L’égalité de tous les êtres humains, la place éminente accordée aux femmes : ce n’est déjà pas si mal. Mais Jean-Robert Pitte ne s’en tient pas à ces seules constatations. Son ouvrage monumental grouille de considérations toujours formidablement documentées sur mille autres sujets : les relations complexes qu’entretiennent les différentes obédiences chrétiennes, l’attitude des catholiques devant la mort, l’argent, la nature.

Par-dessus tout, il parvient à donner du catholicisme une image extrêmement sympathique, joyeuse, voire joviale. Un peu comme il l’est lui-même.
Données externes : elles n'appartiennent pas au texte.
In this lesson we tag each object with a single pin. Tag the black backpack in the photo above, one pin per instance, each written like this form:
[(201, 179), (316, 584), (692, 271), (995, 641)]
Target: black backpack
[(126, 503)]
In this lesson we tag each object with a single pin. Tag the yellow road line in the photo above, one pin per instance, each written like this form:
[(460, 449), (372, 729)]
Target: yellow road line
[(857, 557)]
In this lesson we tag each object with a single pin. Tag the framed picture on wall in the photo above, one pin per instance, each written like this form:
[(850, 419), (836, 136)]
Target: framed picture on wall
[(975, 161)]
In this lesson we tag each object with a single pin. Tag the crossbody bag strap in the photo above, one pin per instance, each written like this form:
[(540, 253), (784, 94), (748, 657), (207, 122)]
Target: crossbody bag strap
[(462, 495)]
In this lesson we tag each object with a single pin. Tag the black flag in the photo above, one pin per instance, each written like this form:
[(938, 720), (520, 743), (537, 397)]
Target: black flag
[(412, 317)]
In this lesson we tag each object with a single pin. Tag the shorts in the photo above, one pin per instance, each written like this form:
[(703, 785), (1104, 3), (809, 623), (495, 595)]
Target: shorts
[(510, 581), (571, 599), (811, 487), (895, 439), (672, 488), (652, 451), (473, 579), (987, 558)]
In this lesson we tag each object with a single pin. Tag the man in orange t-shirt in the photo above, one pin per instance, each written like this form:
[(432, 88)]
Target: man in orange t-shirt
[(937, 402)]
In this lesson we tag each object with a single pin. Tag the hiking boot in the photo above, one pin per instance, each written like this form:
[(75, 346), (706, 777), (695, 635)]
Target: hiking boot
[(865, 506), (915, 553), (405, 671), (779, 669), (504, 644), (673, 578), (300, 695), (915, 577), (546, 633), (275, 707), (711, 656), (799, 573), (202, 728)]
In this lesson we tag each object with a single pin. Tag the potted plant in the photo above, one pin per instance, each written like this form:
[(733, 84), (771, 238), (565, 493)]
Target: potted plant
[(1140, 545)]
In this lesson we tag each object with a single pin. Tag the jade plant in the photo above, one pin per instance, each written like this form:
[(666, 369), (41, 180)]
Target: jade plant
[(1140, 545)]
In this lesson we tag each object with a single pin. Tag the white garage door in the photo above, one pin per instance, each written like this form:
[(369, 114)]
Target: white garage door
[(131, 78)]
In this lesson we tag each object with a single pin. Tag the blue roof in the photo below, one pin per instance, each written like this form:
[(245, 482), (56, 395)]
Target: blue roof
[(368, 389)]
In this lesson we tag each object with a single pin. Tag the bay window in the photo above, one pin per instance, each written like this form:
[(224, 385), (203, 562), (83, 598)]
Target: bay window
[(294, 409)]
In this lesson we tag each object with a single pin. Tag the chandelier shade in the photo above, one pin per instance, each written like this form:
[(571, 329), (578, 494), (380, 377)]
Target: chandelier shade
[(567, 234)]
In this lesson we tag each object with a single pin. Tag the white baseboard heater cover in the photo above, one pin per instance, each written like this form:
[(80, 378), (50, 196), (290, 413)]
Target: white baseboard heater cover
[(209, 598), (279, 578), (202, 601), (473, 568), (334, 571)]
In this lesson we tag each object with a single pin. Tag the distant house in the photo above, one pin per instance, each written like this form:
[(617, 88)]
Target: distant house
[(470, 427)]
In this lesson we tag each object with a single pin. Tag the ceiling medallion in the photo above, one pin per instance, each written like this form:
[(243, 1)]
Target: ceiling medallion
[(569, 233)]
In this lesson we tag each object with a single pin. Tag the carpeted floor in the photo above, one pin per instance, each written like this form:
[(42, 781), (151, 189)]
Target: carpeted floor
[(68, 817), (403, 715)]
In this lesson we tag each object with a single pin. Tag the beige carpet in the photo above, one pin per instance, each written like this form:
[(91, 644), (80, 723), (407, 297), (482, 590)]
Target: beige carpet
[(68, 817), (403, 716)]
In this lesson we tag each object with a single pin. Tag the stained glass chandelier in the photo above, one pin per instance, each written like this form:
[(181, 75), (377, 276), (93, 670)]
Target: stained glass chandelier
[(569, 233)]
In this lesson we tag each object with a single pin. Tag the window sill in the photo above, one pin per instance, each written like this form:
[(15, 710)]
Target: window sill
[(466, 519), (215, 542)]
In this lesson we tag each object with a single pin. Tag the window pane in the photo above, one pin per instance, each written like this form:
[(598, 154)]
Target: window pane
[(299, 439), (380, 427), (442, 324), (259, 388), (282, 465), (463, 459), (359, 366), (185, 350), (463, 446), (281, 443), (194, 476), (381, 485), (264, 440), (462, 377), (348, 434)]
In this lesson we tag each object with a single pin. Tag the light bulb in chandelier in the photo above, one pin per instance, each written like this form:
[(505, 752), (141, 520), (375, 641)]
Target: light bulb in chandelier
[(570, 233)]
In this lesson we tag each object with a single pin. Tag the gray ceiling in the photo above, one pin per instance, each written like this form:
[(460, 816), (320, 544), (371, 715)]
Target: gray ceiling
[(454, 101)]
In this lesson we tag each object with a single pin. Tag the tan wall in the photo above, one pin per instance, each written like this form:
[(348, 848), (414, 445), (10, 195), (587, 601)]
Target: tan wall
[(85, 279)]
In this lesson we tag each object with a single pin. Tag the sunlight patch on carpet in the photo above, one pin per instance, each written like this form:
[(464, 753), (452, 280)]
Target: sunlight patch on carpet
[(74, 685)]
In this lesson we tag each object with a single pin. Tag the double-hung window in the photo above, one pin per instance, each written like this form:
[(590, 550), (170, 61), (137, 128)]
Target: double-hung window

En fin gastronome, amateur de bonne chère et de bons vins, Jean-Robert Pitte s’attache à rappeler, en effet, que « les Évangiles montrent le Christ heureux de jouir des plaisirs de la vie », et que, chez les cathos, « toute fête religieuse doit être soulignée par un repas soigné et par des spécialités gastronomiques spécifiques ».

Peut-être espère-t-il ainsi consoler Jean- François Kahn, qui déplorait l’assèchement par le christianisme des philosophies qui ont fait la grandeur de la pensée grecque.

Le professeur Pitte montre que le catholicisme a su, au contraire, les prolonger, en sachant concilier stoïcisme et épicurisme.

(1) : La tragédie de l’Occident (Fayard, 2014), 22 euros.

(2) : La planète catholique. Une géographie culturelle (Tallandier, 2020), 25,90 euros.